After nearly a two year break between the first half of season six and the last half, I feared that the voices of the Sopranos might have lost their full range and subtlety. I needn't have worried.

Last night's episode was about boundaries and borderlines, and crossing borders and boundaries: most of it was set on the shore of the lake house of Bobby and Janice (Bobby's a made member of Tony's crew and Janice is Tony's sister), very near the US Canadian border. Tony and his wife Carmela went up for the weekend to relax. (Big spoilers follow.)

To give you as sense of the density of the imagery and the narrative, let me give you one example: a hit was performed, the story of which crossed over and back and over again the boundary between family and the Family.

Tony and Bobby were meeting with Canadian mobsters who were going to provide them with expired prescription drugs to sell in th US. The Canadians offered to lower the price if the Americans would arrange a hit. It seems that the (sister??) of one of the mobsters was having relationship problems, and her boyfriend was going to take her child away from her. After the four mobsters wholesomely agree that it isn't right to take a baby from its mother, the Canadians inidcate that it would be very good indeed if the boyfriend could disappear. So, for the sake of business, Tony agrees to a do a personal hit.

And for the sake of personal matters, he assigns the business to Bobby. Earlier in the weekend, Bobby admits to Tony that he hasn't killed anyone yet--although he's come close--he'd been on the borderline. Bobby expressed relief that he had not yet crossed this moral boundary. This seems like a close moment--they're out in a rowboat on a lake, talking about life. But it is filled with tension for the viewer--brothers, and rowboats, and lakes are not a good combination. (Fredo and Michael--Godfather II).

Later in the weekend, the two have a blowup, over Bobby's defense of his wife against Tony's repeated insults, and it comes to blows--Bobby beats up Tony. Tony admits he went too far--he crossed a boundary.
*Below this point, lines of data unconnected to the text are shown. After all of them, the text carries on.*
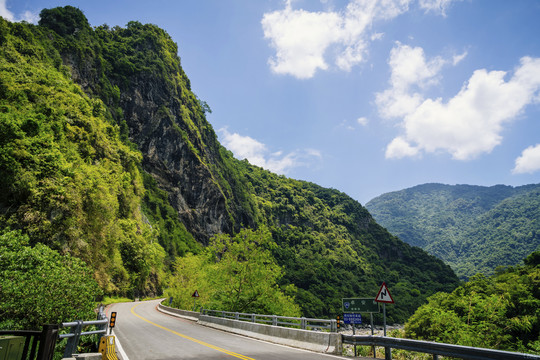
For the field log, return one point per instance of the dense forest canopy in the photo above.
(106, 156)
(501, 312)
(474, 229)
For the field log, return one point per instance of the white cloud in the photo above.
(362, 121)
(457, 58)
(27, 16)
(529, 161)
(30, 17)
(301, 38)
(410, 73)
(245, 147)
(471, 122)
(4, 12)
(436, 6)
(399, 148)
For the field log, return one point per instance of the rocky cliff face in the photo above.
(166, 122)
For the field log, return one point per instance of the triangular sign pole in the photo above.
(384, 295)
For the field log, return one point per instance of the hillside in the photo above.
(106, 155)
(472, 228)
(507, 303)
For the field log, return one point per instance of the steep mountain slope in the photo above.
(472, 228)
(105, 148)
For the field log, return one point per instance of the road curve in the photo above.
(147, 334)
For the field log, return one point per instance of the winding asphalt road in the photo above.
(144, 333)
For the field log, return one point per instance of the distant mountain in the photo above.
(106, 154)
(472, 228)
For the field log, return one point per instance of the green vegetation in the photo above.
(474, 229)
(31, 276)
(234, 274)
(330, 248)
(500, 312)
(80, 178)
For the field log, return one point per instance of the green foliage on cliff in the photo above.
(234, 274)
(67, 178)
(31, 276)
(106, 155)
(331, 248)
(499, 312)
(474, 229)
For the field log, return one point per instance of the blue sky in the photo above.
(362, 96)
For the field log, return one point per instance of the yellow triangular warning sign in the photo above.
(384, 295)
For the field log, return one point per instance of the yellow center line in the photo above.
(240, 356)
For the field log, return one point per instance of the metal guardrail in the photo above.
(428, 347)
(77, 331)
(301, 323)
(38, 345)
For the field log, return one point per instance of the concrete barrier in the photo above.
(324, 342)
(190, 315)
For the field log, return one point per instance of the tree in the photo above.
(39, 286)
(236, 273)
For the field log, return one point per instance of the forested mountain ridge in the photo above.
(472, 228)
(104, 149)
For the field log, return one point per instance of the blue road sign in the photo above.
(352, 318)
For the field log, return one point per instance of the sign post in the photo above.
(355, 306)
(195, 296)
(385, 297)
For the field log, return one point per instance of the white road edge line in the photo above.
(119, 347)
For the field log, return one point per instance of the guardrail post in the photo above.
(74, 340)
(47, 342)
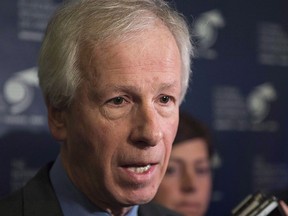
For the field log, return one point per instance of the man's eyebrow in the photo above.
(125, 87)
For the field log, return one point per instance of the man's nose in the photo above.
(147, 126)
(188, 182)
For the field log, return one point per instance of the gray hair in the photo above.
(92, 22)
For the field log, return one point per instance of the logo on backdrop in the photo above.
(206, 28)
(234, 111)
(259, 102)
(17, 97)
(18, 91)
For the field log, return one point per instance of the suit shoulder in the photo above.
(155, 209)
(11, 205)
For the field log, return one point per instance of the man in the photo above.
(113, 74)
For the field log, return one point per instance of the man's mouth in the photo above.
(139, 169)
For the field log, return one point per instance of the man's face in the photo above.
(119, 130)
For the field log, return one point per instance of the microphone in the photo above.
(258, 204)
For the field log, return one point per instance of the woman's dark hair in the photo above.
(191, 128)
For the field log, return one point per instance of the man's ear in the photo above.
(57, 122)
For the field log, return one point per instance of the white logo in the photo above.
(258, 102)
(18, 90)
(206, 27)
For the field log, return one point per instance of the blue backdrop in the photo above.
(239, 89)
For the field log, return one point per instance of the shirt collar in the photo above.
(72, 201)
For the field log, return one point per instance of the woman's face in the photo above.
(186, 186)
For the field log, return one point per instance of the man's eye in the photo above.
(117, 100)
(165, 99)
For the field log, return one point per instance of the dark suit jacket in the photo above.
(37, 198)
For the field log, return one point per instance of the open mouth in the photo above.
(139, 169)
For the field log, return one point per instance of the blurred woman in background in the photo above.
(187, 184)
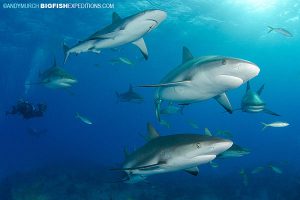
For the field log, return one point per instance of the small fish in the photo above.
(193, 124)
(282, 31)
(122, 60)
(275, 125)
(257, 170)
(244, 176)
(172, 109)
(224, 133)
(165, 123)
(275, 169)
(214, 164)
(83, 118)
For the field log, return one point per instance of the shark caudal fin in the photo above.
(270, 29)
(224, 102)
(265, 126)
(66, 52)
(140, 43)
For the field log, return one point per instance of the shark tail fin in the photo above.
(157, 108)
(270, 29)
(259, 91)
(66, 52)
(118, 96)
(207, 132)
(265, 126)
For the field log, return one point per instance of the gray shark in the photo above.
(56, 77)
(234, 151)
(130, 96)
(252, 102)
(202, 78)
(122, 31)
(162, 154)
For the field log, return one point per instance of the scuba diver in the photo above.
(27, 110)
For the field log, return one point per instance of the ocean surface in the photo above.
(72, 160)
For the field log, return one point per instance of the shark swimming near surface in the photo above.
(202, 78)
(122, 31)
(130, 96)
(252, 102)
(162, 154)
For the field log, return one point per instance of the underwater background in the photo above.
(71, 160)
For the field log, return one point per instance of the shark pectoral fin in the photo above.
(115, 17)
(193, 171)
(270, 112)
(126, 152)
(140, 43)
(152, 133)
(223, 100)
(157, 108)
(207, 132)
(186, 55)
(171, 84)
(260, 89)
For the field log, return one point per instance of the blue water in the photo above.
(31, 38)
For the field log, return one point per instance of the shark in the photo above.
(202, 78)
(169, 153)
(56, 77)
(234, 151)
(253, 103)
(130, 96)
(122, 31)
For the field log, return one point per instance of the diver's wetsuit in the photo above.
(27, 110)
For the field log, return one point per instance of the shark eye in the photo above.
(224, 62)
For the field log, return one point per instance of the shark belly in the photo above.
(175, 164)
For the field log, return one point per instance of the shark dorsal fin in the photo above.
(248, 86)
(193, 171)
(207, 132)
(260, 89)
(152, 133)
(126, 152)
(54, 62)
(186, 55)
(130, 88)
(115, 17)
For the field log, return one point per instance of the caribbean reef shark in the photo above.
(202, 78)
(122, 31)
(162, 154)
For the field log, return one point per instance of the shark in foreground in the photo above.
(162, 154)
(130, 96)
(55, 77)
(203, 78)
(252, 102)
(122, 31)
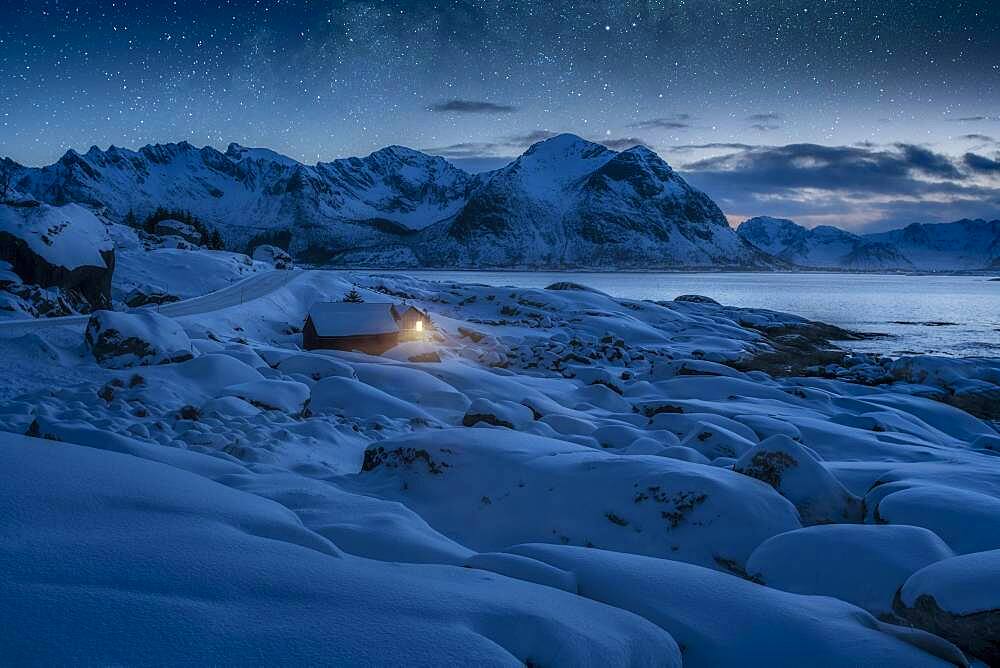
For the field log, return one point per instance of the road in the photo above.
(254, 287)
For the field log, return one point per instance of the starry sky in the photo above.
(859, 113)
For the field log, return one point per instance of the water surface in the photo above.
(949, 315)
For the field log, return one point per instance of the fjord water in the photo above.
(946, 315)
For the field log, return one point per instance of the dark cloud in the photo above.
(472, 107)
(974, 119)
(768, 117)
(977, 137)
(672, 122)
(730, 146)
(852, 186)
(980, 163)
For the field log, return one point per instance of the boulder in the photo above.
(175, 228)
(863, 564)
(273, 255)
(120, 340)
(64, 247)
(958, 599)
(799, 475)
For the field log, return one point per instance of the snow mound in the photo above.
(489, 488)
(203, 560)
(119, 340)
(801, 478)
(721, 620)
(281, 395)
(958, 599)
(860, 564)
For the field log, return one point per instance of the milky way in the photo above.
(479, 81)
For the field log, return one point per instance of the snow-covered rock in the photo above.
(203, 560)
(861, 564)
(801, 478)
(489, 488)
(964, 244)
(273, 255)
(958, 599)
(722, 620)
(119, 340)
(170, 227)
(64, 247)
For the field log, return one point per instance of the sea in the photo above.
(918, 314)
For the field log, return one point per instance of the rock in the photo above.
(498, 413)
(175, 228)
(957, 599)
(863, 564)
(64, 247)
(138, 297)
(799, 476)
(119, 340)
(273, 255)
(697, 299)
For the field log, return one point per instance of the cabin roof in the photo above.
(346, 319)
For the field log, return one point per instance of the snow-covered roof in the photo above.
(347, 319)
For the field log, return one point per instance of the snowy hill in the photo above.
(344, 203)
(570, 202)
(566, 202)
(962, 245)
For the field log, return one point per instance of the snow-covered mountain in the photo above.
(570, 202)
(344, 203)
(962, 245)
(566, 202)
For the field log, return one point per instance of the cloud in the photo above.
(980, 163)
(472, 107)
(978, 137)
(672, 122)
(973, 119)
(768, 117)
(861, 186)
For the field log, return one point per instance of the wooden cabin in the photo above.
(366, 327)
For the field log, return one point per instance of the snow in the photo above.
(861, 564)
(961, 585)
(961, 245)
(67, 236)
(566, 486)
(721, 620)
(212, 558)
(349, 319)
(119, 340)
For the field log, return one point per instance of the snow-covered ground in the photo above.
(552, 477)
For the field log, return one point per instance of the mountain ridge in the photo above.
(962, 245)
(565, 202)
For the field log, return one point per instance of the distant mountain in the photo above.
(965, 245)
(565, 202)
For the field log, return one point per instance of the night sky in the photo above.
(860, 113)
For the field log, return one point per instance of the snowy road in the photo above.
(254, 287)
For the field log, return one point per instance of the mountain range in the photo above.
(566, 202)
(964, 245)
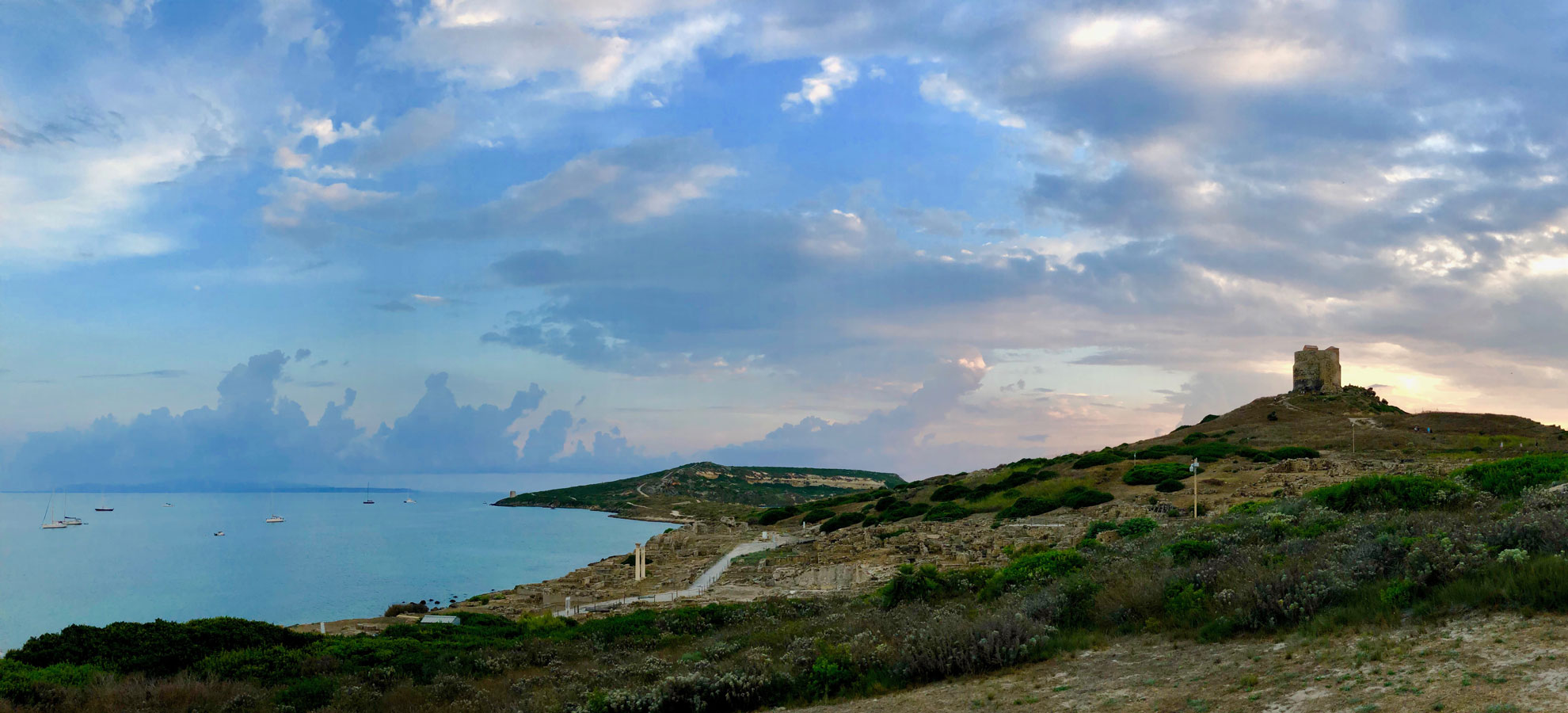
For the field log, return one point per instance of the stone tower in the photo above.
(1316, 372)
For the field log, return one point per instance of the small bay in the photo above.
(333, 557)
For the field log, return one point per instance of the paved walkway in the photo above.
(703, 581)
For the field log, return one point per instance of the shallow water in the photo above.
(333, 559)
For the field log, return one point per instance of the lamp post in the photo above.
(1193, 467)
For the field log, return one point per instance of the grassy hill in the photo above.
(706, 490)
(1243, 456)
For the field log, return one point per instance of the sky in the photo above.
(311, 240)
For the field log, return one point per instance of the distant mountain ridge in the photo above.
(703, 490)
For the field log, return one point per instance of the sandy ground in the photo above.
(1501, 663)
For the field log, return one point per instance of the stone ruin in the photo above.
(1316, 370)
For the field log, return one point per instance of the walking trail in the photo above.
(703, 581)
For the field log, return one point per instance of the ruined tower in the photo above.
(1316, 370)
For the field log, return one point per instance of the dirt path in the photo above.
(1502, 663)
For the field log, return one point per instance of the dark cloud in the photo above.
(546, 440)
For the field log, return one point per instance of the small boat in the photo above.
(48, 522)
(270, 500)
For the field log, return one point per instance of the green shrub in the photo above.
(1083, 498)
(1026, 506)
(1190, 551)
(306, 695)
(1032, 570)
(1099, 458)
(927, 583)
(1512, 477)
(1151, 474)
(1209, 452)
(950, 491)
(816, 516)
(777, 514)
(156, 647)
(1137, 527)
(947, 513)
(843, 520)
(1382, 493)
(1292, 452)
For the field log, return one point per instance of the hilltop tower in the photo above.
(1316, 370)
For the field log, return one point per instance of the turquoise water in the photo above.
(333, 559)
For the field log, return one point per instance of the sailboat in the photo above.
(270, 506)
(65, 517)
(48, 522)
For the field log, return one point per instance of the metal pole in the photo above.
(1193, 467)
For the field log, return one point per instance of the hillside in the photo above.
(706, 490)
(1269, 447)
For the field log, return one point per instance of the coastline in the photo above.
(363, 624)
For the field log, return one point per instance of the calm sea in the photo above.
(333, 559)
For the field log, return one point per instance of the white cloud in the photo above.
(607, 48)
(646, 179)
(76, 190)
(822, 86)
(938, 88)
(294, 198)
(295, 21)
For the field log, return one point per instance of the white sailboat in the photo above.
(63, 516)
(48, 522)
(270, 500)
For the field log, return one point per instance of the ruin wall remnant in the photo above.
(1316, 370)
But Bobby did too. As Janice tells her husband, as the boss, Tony can't let this challenge to his authority go unpunished. Yet as Janice's brother, he can't entirely disrupt family relations by killing him. So he makes use of the information he just gained, and assigns the hit to Bobby. He kills his soul, not his body-- if that boundary line even holds. Earlier in the their talk on the boat, a weary Tony indicates that he knows the odds aren't good: most people in their line of work end up in jail or in the undertaker's workroom.

Bobby knows he has no choice but to do the hit, if he is to preserve his family with Janice, as well as his status in the Family.

So after a brutal scene where he shoots the unsuspecting Canadian in a laundromat-- a man who will never be able to see his child again -- he goes back to the lake house and hugs his little daughter.

It's a brilliant riff on Godfather II-- the boat in the lake, the specter of one brother killing the other, and the line "It's not personal. It's just business."

Cathleen Kaveny is the Darald and Juliet Libby Professor in the Theology Department and Law School at Boston College.